EDITORIAL

Culpar a otros es una peligrosa salida

Lejos estaba el presidente de Estados Unidos, Donald Trump —y puede que aún lo esté—, de imaginar que un germen, ínfimo, microscópico, pero fuera de control, se pudiera convertir en la enorme roca que dificulte el camino a una reelección que parecía llano, seguro y despejado hace apenas dos meses. En aquel momento la mayoría republicana del Senado decidió cerrar el proceso de destitución impulsado en su contra por supuesto abuso de autoridad y obstrucción al Congreso, acusaciones que podían leerse a mediados de febrero como un desesperado intento o un delirio electorero demócrata ante la inexpugnable buena fortuna y la aparente confirmación del destino manifiesto del mandatario más poderoso del planeta.

Con el paso de los días se alinea la perspectiva de fechas que exhiben la displicencia con la cual la administración Trump abordó la amenaza del coronavirus. Hace apenas un mes, el 10 de marzo, el mandatario le restaba importancia a la enfermedad y la comparó con una gripe común. Se refirió a ella para tratar de contener los temores que aquel día derrumbaron los mercados de Nueva York, obviamente más enfocados en concretas previsiones globales del avance del covid-19.

Tres días después, el 13 de marzo, el tono cambió y se anunciaron las primeras medidas de emergencia, pero para una potencia global con miles de vuelos diarios ya era tarde. En aquel momento había 546 casos y 22 decesos. Hoy los infectados superan los 586 mil y van 22 mil fallecidos. El presidente asumió un discurso más cercano a un estado de Guerra que a una emergencia sanitaria; aludió a la Segunda Guerra Mundial para comenzar a denominar al coronavirus como el “enemigo invisible”.

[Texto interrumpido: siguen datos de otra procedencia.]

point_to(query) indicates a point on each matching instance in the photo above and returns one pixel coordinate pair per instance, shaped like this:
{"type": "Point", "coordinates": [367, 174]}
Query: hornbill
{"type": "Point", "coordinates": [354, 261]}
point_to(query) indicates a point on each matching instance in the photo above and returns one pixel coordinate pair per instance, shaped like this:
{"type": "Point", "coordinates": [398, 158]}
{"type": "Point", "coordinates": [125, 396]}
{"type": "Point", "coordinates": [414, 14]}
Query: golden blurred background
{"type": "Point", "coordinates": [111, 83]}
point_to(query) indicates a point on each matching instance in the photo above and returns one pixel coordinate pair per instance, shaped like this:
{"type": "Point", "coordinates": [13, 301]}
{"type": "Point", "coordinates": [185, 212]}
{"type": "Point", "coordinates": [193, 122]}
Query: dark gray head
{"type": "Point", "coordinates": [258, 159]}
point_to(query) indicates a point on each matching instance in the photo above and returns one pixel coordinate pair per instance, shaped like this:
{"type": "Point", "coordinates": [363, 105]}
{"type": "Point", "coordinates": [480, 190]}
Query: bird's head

Pero poco a poco afloran las advertencias que el Centro de Control de Enfermedades (CDC, en inglés) habría dado en enero, al igual que otras proyecciones de asesores y rivales políticos. Trump ha comenzado a buscar a quien culpar, señalar y desacreditar por la debacle. Sin embargo, ni la narrativa seudobélica, ni las acusaciones y ni siquiera el endoso de la culpa al chivo expiatorio de los migrantes parecen funcionar. Las encuestas comienzan a poner a Joe Biden, quien aún no recibe la nominación demócrata, en un virtual empate estadístico.
Trump no ha sido el único presidente de línea autoritaria cuya popularidad se ha visto infectada. El brasileño Jair Bolsonaro también recurrió a la negación de la enfermedad, a la simplificación de un desafío científico y a acusar a la prensa de alarmista. De hecho estuvo en riesgo de contagio durante una visita a Miami aquel 13 de marzo, en la cual fue homenajeado por el alcalde de Miami, que luego dio positivo. Aun así, el señor Bolsonaro se ha resistido a imponer medidas de restricción. El presidente mexicano, Andrés López Obrador, también sostuvo un discurso en el cual soslayaba el evidente avance de la pandemia mientras el clamor generalizado de su país era que impusiera medidas sanitarias de contención.

Puede continuar la lista de mandatarios que relativizaron la amenaza, sea por razones económicas, políticas o de imagen, y que por lo tanto intentaron disfrazar cifras o dosificar la información. La misma China, bajo un régimen autoritario, es señalada de no revelar las verdaderas cifras de casos y muertes, un fenómeno que parecen emular en pequeña escala Corea del Norte, que afirma no tener ni uno solo, o Nicaragua, cuyo presidente no aparece en público hace más de un mes y donde se reporta apenas una decena de casos.